I was recently informed that Polaris has received a major overhaul for her pages (now plural instead of singular) on Marvel.com.
For my two cents, the article not talking about Lorna’s post-Genosha trauma, and talking way too much about Havok, are problems.
However, everything else is a big step in the right direction.
Outright acknowledgment of Lorna’s mission to fight for mutant rights and against persecution. This is something Marvel was ignoring, so to see the company make that the opening blurb is a big deal.

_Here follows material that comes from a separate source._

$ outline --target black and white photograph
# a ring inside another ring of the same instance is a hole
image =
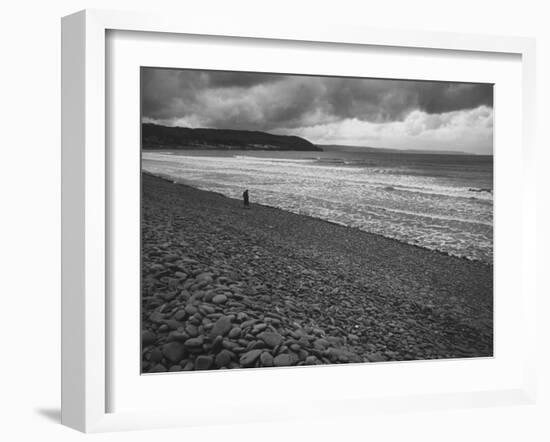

I’d say the line about her father is important too, buuuuuuuut
It’s way more important that the connections section is showing her bro and sis as relatives. 🙂 Before people ask about Wiccan, this is only part of the list. On the site, you can scroll over to see Vision and Wiccan. It’s alphabetical order.
On that note?
It’s pretty damning that the Enemies subsection only has these two. It shows that Marvel uses Lorna so little as her own character, she doesn’t have any core enemies to highlight currently in use. Neither of these villains has been involved with her since like the 70s or 80s.
One weird thing though.
(No, not the Havok part. After what happened with X-Men Blue, fuck him)
The Allies section doesn’t really make much sense. She hasn’t really interacted much with Captain America. I don’t think she’s ever been around Falcon. She’s had more interaction with Wolverine, Iceman and Jean Grey than with Cyclops, so why’s he on here when those three aren’t?
If Marvel were doing well by Lorna, I’d like fandom fantasies take me places with ideas of Lorna being on an Avengers team or a core X-Men team with Cyclops or something. With Marvel’s recent track record, I think this is just nonsensical additions.
The curious part though is that X-Men is at the end of the Allies list. Compare that to Scarlet Witch, who has a whole separate Groups tab to show her affiliation with the Avengers. Lorna’s basically seen as outside the X-Men but working with them.
But one of the most important things to say about these new pages is what they say about Lorna’s character history that wasn’t being acknowledged before.
Marvel has finally acknowledged that she was part of Genosha and survived the genocide. It’s not the full story, it’s still missing the subsequent trauma, but Marvel doing this much is a very important first step.
It’s also one of very few times where Marvel admits to Lorna having a history dating back to the original 5 X-Men. This is huge because it opens the doorway to having that history explored some day.
Realistically, all the positive remarks I’ve made here probably have no real bearing on Marvel as a whole. This is probably a job assigned to an intern and they don’t care what the intern puts online as long as it’s not a bunch of hate speech.
But also realistically, even this much matters no matter what the full context is. Every little bit helps.
Also I love that you’re emphasizing their respective color schemes! It’s a small and expected thing, I know, but doesn’t stop me from loving it all the same.